Expectations for Santa Rally on Fed Chair’s remarks... but negative outlooks remain
[Seungseop Song's Financial Light] The 'Financial Santa' Who Comes Every Year-End Jerome Powell, Chairman of the U.S. Federal Reserve Photo by Yonhap News

Opinions are divided on whether the Santa Rally will continue this year. There is certainly hope for a Santa Rally. On the 30th of last month (local time), Jerome Powell, Chair of the U.S. Federal Reserve (Fed), said, “We will not lower interest rates at an early stage,” but also said, “We do not want excessive tightening.” If the pace of interest rate hikes slows, it acts as good news for the stock market. Investment sentiment for risky assets revives, leading to a market rebound.

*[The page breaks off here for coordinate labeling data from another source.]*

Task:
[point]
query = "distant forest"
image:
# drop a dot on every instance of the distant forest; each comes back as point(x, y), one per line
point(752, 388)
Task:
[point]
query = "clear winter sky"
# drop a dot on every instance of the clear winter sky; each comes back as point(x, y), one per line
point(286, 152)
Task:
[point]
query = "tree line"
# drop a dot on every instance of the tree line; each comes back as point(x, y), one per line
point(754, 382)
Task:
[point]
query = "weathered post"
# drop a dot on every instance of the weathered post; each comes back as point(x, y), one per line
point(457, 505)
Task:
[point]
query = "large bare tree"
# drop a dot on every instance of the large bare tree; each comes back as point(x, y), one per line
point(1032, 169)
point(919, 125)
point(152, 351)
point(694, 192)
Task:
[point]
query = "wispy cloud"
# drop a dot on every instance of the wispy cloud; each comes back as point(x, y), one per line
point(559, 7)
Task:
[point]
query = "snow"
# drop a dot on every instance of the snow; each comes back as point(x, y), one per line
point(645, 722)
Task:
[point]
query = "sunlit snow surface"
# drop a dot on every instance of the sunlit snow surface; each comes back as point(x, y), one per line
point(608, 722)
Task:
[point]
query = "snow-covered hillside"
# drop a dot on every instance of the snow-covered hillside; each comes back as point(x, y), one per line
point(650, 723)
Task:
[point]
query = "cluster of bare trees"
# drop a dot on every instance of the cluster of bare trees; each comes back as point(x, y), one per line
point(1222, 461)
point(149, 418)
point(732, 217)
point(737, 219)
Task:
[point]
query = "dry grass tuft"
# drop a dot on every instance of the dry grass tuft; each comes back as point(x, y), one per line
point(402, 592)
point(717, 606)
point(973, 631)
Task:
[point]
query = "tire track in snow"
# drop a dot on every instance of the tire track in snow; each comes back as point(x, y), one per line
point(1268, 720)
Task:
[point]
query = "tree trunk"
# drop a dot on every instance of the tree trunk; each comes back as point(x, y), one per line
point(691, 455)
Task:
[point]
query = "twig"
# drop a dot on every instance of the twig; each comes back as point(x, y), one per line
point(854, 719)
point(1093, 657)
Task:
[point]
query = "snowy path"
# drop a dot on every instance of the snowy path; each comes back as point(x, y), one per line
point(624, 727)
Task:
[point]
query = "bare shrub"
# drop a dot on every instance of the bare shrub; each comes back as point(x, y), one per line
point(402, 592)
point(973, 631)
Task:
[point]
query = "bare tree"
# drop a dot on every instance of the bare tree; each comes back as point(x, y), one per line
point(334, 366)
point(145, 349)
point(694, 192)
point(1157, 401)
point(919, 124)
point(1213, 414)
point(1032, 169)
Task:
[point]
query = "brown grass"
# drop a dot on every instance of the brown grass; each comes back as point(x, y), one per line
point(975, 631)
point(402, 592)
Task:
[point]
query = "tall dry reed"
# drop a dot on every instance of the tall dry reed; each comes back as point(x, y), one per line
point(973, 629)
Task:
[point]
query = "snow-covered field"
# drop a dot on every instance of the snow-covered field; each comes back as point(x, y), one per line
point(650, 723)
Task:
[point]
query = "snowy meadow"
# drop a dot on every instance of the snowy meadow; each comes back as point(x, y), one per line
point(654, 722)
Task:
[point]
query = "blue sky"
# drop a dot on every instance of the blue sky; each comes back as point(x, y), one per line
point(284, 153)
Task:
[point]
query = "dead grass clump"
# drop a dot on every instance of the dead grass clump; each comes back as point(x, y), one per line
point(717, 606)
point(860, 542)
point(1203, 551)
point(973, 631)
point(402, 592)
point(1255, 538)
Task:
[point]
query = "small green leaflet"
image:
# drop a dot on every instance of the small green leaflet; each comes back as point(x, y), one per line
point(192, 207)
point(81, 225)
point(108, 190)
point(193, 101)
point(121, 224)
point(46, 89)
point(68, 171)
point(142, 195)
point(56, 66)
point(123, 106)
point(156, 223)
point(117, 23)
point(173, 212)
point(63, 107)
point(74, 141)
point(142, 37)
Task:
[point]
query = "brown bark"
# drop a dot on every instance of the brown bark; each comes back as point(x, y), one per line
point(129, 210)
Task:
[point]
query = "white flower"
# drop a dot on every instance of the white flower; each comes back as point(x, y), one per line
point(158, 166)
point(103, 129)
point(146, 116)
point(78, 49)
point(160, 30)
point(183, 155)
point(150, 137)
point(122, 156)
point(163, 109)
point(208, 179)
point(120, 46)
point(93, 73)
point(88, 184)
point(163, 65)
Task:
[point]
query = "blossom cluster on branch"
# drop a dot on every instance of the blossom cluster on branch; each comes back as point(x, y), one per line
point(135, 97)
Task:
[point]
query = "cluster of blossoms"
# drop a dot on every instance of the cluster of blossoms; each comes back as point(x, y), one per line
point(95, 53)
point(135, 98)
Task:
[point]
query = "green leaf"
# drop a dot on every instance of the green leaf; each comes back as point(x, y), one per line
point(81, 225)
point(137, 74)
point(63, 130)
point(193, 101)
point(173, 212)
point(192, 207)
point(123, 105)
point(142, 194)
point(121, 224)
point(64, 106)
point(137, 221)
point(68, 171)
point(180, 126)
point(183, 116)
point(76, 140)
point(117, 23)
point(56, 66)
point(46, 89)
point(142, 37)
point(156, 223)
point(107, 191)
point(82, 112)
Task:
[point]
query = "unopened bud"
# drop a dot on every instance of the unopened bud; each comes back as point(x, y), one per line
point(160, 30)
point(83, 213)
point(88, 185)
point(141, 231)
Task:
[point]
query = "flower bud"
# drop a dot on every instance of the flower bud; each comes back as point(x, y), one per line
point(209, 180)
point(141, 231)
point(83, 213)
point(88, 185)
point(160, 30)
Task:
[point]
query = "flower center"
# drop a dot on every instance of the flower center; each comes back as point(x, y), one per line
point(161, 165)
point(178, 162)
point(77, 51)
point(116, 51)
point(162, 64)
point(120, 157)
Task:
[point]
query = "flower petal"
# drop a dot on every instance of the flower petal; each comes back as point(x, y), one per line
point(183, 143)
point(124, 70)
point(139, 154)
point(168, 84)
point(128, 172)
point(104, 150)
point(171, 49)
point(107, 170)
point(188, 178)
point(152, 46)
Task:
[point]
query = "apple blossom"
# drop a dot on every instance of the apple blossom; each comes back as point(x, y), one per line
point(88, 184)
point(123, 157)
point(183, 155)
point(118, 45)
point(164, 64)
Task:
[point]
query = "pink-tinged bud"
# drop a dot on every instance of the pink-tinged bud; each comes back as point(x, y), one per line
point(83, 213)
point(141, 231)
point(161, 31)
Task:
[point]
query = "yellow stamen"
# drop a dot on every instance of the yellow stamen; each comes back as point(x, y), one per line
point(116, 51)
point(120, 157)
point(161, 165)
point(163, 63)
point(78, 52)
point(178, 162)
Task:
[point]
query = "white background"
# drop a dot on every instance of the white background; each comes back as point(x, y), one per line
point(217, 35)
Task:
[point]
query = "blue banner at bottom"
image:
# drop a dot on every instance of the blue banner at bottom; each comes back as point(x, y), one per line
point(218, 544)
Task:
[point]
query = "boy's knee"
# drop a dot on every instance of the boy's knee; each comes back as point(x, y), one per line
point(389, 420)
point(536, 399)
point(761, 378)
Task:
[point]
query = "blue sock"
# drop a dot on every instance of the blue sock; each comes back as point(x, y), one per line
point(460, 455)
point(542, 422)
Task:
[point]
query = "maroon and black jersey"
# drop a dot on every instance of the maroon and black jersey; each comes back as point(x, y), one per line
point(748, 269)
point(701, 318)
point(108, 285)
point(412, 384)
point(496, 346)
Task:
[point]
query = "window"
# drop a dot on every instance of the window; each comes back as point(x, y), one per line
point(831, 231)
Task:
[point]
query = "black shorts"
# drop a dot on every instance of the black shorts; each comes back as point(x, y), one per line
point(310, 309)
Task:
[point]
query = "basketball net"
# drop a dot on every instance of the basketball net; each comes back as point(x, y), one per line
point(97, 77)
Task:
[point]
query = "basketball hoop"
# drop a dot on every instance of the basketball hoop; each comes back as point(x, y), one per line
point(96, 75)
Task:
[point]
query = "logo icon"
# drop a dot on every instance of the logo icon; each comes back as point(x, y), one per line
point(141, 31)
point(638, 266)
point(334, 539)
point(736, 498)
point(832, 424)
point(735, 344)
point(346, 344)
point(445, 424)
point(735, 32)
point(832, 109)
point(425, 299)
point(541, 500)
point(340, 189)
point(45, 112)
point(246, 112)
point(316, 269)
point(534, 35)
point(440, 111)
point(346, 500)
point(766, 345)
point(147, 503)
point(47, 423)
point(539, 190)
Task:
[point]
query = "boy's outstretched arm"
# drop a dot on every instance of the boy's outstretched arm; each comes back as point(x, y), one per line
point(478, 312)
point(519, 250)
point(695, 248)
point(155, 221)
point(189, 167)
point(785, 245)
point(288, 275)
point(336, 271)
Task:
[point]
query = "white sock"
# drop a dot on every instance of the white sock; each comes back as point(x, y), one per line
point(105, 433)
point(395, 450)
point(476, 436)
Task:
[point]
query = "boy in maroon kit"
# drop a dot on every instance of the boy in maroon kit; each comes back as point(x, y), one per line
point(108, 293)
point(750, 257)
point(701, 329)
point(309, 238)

However, there are also negative views. Powell’s remarks only mean that rates will not be raised excessively, but the stance to continue raising rates remains. There are many adverse factors. The war between Russia and Ukraine continues, and in China, protests demanding President Xi Jinping’s resignation persist. When major countries’ systems are shaken and unstable, investment sentiment worsens, increasing the likelihood of a stock market slump. Domestically, the unresolved Financial Investment Income Tax (Gold Investment Tax) bill is also a hindrance.


The important thing is not to blindly trust the Santa Rally. There have been years when the stock market did not perform well during the Santa Rally period. There was no Santa Rally in 1993, 1999, 2004, 2007, 2014, and 2015. During the 2007 Santa Rally, the S&P 500 index fell by more than 2 percentage points. There are also cases where the stock market crashed early in the year despite the Santa Rally. Blind investment can lead to huge losses. Rather than investing blindly based on the Santa Rally, one should remember the principle of personal responsibility and invest wisely.